Ces deux dispositifs s'apparentent à des taxes mais ont pour principal objectif d'inciter les entreprises pharmaceutiques à signer une Convention avec le Comité économique des produits de santé (CEPS) et à accepter certaines baisses de prix ou des remises sur les quantités de produits de santé, auquel cas celles-ci peuvent être exonérées du paiement des contributions.

L'article 18 du présent projet de loi de financement introduit deux modifications :

- fixé à - 1 % en 2016 et en 2015, le taux L s'applique actuellement sur une assiette incluant à la fois les médicaments vendus dans les officines et ceux délivrés dans les établissements hospitaliers. Pourtant, les deux secteurs font face à une dynamique contrastée de leurs dépenses, d'une décroissance de - 0,5 % pour la dépense issue des officines à une croissance de 4,5 % pour les médicaments dispensés par les établissements hospitaliers. Il est donc proposé de scinder le taux L en deux mécanismes de régulation distincts. Pour 2017, le taux Lv pour les médicaments d'officine serait fixé à 0 %, et le taux Lh pour l'hôpital à 2 %. En distinguant deux assiettes aux dynamiques distinctes, ce dispositif permet d'atteindre le même objectif que lors des deux exercices précédents, mais en affichant deux taux non négatifs au lieu d'un taux unique de - 1 % ;

- il est proposé de prolonger le montant W pour l'année 2017. Son seuil de déclenchement serait abaissé de 700 millions d'euros de chiffre d'affaires global à 600 millions d'euros. Selon l'évaluation préalable, « il s'agit de protéger l'assurance maladie contre une modification trop importante des dépenses affectées à cette classe de médicaments », dans un contexte où « les modifications des conditions de prescription de ces traitements, intervenues en juin 2016, permettent à des patients moins sévèrement atteints de bénéficier également de ces thérapies onéreuses ».
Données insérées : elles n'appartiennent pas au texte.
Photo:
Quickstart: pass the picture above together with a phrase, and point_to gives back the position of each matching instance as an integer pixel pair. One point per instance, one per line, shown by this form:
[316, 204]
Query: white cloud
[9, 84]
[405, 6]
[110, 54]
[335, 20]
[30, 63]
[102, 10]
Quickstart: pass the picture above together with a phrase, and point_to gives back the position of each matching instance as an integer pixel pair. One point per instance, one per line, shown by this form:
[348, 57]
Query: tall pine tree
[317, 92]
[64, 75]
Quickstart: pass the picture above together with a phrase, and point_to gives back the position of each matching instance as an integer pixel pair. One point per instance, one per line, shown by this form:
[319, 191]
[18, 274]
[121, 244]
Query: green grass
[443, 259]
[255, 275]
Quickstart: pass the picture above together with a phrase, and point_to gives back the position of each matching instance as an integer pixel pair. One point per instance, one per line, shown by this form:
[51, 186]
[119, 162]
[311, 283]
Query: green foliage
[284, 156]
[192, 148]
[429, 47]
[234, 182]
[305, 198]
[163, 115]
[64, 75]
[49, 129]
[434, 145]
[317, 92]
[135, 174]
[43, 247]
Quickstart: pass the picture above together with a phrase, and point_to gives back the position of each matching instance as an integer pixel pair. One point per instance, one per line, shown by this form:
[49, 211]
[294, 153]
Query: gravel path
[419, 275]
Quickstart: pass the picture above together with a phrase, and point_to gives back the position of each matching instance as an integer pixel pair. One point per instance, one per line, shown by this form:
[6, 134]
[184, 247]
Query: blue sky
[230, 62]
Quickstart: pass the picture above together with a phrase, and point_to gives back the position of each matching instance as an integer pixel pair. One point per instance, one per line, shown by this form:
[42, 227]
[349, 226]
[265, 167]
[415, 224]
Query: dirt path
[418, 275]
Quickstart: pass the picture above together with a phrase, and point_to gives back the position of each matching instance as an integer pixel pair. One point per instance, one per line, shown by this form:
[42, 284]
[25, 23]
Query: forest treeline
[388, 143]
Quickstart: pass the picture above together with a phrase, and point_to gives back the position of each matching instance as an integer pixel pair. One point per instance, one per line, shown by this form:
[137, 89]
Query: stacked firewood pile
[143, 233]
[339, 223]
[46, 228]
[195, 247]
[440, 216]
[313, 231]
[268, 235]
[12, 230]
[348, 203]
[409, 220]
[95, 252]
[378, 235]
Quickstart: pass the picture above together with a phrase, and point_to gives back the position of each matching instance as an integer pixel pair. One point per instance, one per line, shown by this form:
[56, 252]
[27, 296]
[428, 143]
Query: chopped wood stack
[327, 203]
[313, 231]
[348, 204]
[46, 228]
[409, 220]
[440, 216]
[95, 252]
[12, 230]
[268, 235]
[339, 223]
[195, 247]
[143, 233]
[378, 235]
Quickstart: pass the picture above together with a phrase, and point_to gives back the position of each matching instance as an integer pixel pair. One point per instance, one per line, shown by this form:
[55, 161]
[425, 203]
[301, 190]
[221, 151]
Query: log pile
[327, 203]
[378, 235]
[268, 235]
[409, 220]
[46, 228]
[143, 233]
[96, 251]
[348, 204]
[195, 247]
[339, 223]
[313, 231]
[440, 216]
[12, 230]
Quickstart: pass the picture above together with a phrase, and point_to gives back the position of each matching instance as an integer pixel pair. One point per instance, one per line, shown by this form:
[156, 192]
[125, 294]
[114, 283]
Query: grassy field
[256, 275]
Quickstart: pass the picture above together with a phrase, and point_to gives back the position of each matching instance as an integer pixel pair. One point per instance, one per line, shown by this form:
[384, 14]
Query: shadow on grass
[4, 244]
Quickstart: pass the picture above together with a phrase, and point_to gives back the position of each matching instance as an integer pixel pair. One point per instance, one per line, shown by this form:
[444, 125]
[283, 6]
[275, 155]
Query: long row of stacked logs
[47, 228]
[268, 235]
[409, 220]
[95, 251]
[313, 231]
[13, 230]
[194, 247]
De plus, à l'initiative du Gouvernement, l'Assemblée nationale a introduit une modification des modalités de calcul du déclenchement des taux Lv et Lh, en prévoyant que les clauses de sauvegarde reposent désormais sur l'évolution des chiffres d'affaires des entreprises avant déduction faite des remises consenties par les laboratoire au titre des négociations conclues avec le CEPS.


* 62 L'analyse comparée des dépenses et des recettes du régime général sur la période est inopérante dans la mesure où l'article 32 de la LFSS pour 2016 a modifié le champ des comptes de la CNAM. En instituant la protection universelle maladie, la branche maladie devient universelle sur le modèle de la branche famille. Ses comptes retracent désormais l'ensemble des comptes des régimes maladie pour la partie relative au financement des frais de santé. Les produits de la CNAM retracent désormais l'ensemble des cotisations, produits de CSG des autres régimes et recettes fiscales des autres régimes. Ces opérations ont eu pour effet d'accroître de 23 Md€ en 2016 les charges et les produits de la CNAM.